A few lines of CSS can send nearly any iPhone or iOS device crashing.
Over the weekend, security researcher Sabri Haddouche tweeted out his discovery: a web page with just 15 lines of code that will crash any iPhone or iOS device that clicks on it running iOS 9 or later. We confirmed with an iPhone running 11.4.1, as well as a phone running the public beta of iOS 12.
The crash works by overloading a backdrop CSS, used to change the background color of web pages, with nested elements. This puts a heavy strain on the processor, causing the mobile OS to simply shut down and restart. If you’re reading this on an iOS device and want to check for yourself, you can click the link below, though it will crash and cause your phone to restart.
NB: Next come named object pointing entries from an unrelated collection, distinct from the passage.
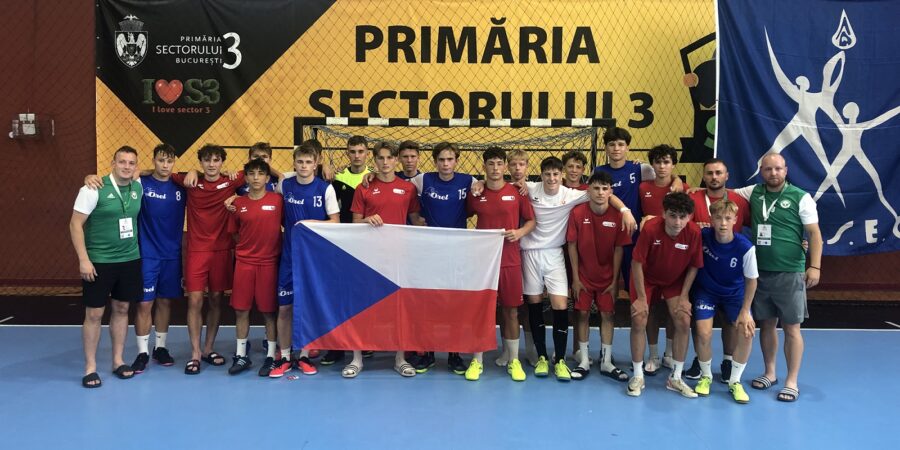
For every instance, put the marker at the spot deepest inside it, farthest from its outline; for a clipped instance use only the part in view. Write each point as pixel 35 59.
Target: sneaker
pixel 542 368
pixel 162 357
pixel 694 372
pixel 306 366
pixel 268 366
pixel 678 385
pixel 514 369
pixel 455 364
pixel 737 391
pixel 635 386
pixel 424 362
pixel 240 364
pixel 282 366
pixel 331 357
pixel 562 371
pixel 702 388
pixel 140 363
pixel 725 367
pixel 668 362
pixel 474 370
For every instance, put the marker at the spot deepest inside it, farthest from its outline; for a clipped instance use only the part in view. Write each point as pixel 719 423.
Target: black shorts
pixel 121 281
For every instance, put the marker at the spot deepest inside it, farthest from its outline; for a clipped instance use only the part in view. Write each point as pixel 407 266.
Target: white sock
pixel 706 369
pixel 638 369
pixel 737 369
pixel 161 339
pixel 143 343
pixel 512 348
pixel 584 361
pixel 676 372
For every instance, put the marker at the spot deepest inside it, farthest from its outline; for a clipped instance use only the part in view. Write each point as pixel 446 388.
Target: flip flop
pixel 616 374
pixel 214 359
pixel 788 394
pixel 91 378
pixel 762 383
pixel 120 372
pixel 192 367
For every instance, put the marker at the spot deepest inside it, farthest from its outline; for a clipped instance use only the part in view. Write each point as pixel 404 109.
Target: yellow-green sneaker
pixel 737 391
pixel 514 368
pixel 702 387
pixel 542 368
pixel 474 370
pixel 562 371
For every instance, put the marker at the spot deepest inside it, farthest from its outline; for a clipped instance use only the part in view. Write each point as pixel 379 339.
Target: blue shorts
pixel 285 282
pixel 162 278
pixel 705 305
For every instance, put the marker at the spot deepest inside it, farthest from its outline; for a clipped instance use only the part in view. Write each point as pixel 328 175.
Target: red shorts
pixel 208 269
pixel 656 293
pixel 255 284
pixel 603 300
pixel 510 288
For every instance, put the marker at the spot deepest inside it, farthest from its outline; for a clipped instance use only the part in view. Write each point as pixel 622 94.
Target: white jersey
pixel 551 215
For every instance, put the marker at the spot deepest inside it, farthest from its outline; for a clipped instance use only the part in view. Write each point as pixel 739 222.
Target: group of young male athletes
pixel 681 256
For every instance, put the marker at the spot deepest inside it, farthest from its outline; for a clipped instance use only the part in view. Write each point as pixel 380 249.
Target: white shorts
pixel 544 268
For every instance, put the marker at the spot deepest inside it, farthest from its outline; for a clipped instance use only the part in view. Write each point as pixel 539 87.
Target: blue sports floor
pixel 848 400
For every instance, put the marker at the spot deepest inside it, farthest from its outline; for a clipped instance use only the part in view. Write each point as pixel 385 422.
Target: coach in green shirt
pixel 104 234
pixel 781 214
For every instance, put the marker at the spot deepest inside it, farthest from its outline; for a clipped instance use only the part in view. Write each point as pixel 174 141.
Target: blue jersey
pixel 726 265
pixel 444 202
pixel 161 221
pixel 626 184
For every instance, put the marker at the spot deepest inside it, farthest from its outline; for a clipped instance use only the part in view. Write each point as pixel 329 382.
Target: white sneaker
pixel 678 385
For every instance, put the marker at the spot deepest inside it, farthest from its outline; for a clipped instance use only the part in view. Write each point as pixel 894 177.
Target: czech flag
pixel 395 287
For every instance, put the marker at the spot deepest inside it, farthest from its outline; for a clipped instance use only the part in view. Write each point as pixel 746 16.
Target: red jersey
pixel 505 209
pixel 596 236
pixel 258 225
pixel 702 203
pixel 651 197
pixel 665 259
pixel 206 214
pixel 392 201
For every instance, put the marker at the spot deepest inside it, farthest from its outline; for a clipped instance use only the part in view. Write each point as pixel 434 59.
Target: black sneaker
pixel 140 363
pixel 424 362
pixel 455 364
pixel 162 357
pixel 267 367
pixel 332 357
pixel 241 363
pixel 725 368
pixel 694 372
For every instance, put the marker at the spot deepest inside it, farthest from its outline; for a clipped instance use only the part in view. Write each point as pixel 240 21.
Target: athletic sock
pixel 538 330
pixel 512 348
pixel 143 343
pixel 638 369
pixel 585 361
pixel 676 372
pixel 654 351
pixel 560 333
pixel 737 369
pixel 161 339
pixel 706 368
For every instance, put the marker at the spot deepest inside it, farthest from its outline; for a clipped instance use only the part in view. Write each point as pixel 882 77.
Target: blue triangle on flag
pixel 330 285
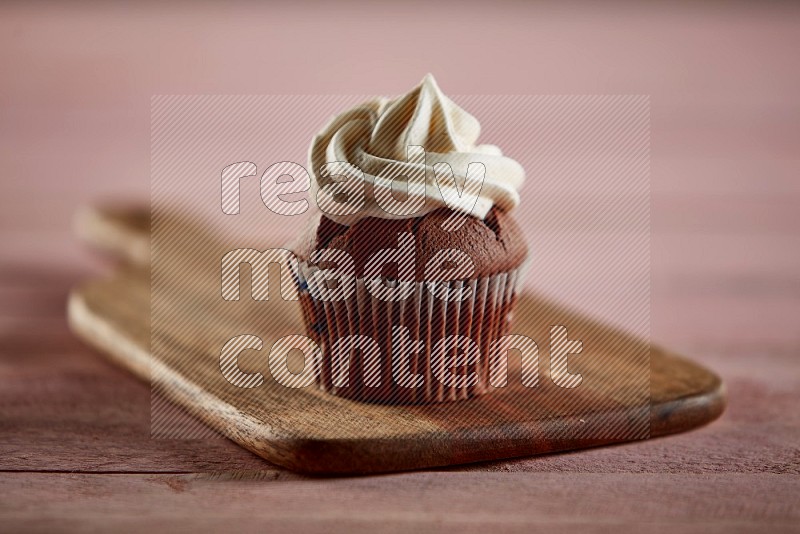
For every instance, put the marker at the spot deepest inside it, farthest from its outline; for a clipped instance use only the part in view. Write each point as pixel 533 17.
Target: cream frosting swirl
pixel 375 136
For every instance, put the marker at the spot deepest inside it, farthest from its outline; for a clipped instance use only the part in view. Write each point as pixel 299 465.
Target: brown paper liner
pixel 483 317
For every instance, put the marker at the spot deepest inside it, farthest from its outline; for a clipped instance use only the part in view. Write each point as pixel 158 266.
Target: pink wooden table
pixel 75 451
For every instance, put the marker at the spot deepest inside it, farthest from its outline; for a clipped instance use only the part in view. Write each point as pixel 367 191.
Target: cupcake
pixel 410 270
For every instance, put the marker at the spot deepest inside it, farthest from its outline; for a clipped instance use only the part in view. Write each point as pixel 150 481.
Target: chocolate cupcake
pixel 411 270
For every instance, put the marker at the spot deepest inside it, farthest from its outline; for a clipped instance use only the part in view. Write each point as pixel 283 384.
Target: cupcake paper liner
pixel 484 316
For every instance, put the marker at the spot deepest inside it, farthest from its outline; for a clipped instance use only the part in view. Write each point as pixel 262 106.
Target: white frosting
pixel 375 136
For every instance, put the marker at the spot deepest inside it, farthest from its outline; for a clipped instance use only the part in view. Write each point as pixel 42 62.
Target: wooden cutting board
pixel 311 431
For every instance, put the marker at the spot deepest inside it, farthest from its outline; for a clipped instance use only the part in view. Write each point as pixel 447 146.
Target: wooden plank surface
pixel 75 446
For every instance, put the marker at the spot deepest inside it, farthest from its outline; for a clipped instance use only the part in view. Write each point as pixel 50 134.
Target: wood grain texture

Perhaps more worryingly, the same tactic can be used on macOS users using Apple’s Safari browser. “With the current attack (CSS/HTML only), it will just freeze Safari for a minute then slow it down,” said Haddouche to ZDNet. “You will be able to close the tab afterward … The reason why I did not publish it is that it seems that Safari persists after a forced reboot and the browser is launched again, therefore bricking the user’s session as the malicious page is executed once again.”
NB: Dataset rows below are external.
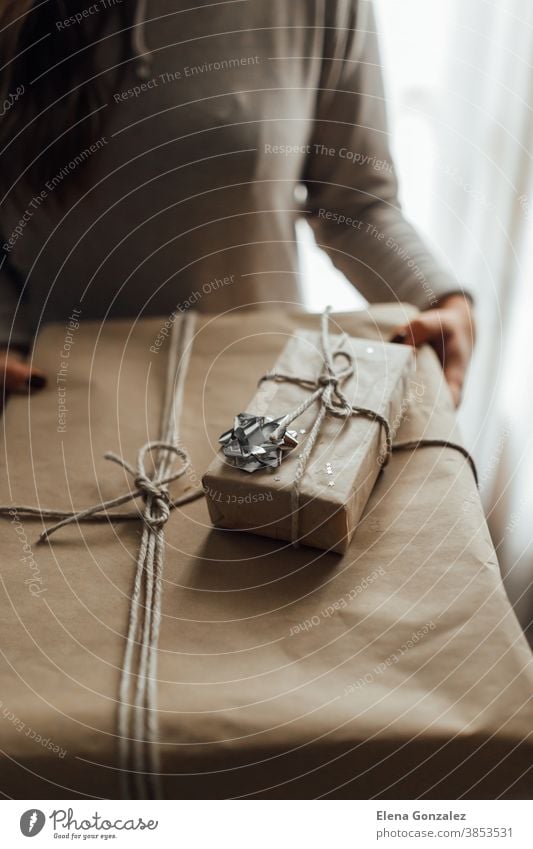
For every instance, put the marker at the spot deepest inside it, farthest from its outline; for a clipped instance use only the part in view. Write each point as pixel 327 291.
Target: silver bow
pixel 249 444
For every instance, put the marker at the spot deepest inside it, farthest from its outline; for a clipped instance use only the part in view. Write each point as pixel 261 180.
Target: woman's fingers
pixel 449 329
pixel 18 375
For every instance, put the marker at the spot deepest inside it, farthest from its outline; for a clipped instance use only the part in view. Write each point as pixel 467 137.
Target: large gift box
pixel 395 670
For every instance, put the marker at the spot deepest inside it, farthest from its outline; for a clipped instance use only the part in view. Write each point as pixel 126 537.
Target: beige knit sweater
pixel 233 119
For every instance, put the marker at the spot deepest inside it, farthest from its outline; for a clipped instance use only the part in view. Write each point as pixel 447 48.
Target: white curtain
pixel 459 78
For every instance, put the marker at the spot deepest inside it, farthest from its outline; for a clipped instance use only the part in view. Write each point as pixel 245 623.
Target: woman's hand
pixel 449 329
pixel 16 375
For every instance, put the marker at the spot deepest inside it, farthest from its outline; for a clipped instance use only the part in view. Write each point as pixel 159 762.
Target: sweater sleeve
pixel 352 189
pixel 14 332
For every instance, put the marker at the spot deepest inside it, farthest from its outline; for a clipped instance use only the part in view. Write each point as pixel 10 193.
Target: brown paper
pixel 398 670
pixel 330 505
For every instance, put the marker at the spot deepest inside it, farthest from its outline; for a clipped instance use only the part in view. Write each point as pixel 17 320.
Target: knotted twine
pixel 327 391
pixel 137 722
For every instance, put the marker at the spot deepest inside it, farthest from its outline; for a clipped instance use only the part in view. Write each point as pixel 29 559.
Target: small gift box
pixel 300 464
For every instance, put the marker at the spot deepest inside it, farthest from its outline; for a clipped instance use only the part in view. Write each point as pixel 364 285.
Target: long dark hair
pixel 45 66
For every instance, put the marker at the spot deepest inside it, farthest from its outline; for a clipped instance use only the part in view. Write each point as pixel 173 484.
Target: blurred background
pixel 459 84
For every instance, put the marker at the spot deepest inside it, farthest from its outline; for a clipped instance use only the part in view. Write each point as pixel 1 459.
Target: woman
pixel 158 154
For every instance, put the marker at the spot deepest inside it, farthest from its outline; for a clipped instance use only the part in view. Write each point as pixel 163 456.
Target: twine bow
pixel 137 711
pixel 326 389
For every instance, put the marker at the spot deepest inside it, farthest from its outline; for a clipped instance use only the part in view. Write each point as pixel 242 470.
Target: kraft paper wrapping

The link is somewhat reminiscent of the Telugu bug that circulated earlier this year, where texting someone a character from the Telugu alphabet — India’s third-most-spoken language — would lock them out of Messages altogether. It’s also similar to a bug that used bad video encoding to crash users’ iPhones in 2016, or the “Effective Power” bug from 2015. This vulnerability distinguishes itself in just how dead-simple it is, however — it’s just 15 lines of code. In each case, it took Apple about five days to patch up the vulnerability.
Haddouche says he contacted Apple about the bug before making the vulnerability public. Apple has yet to respond.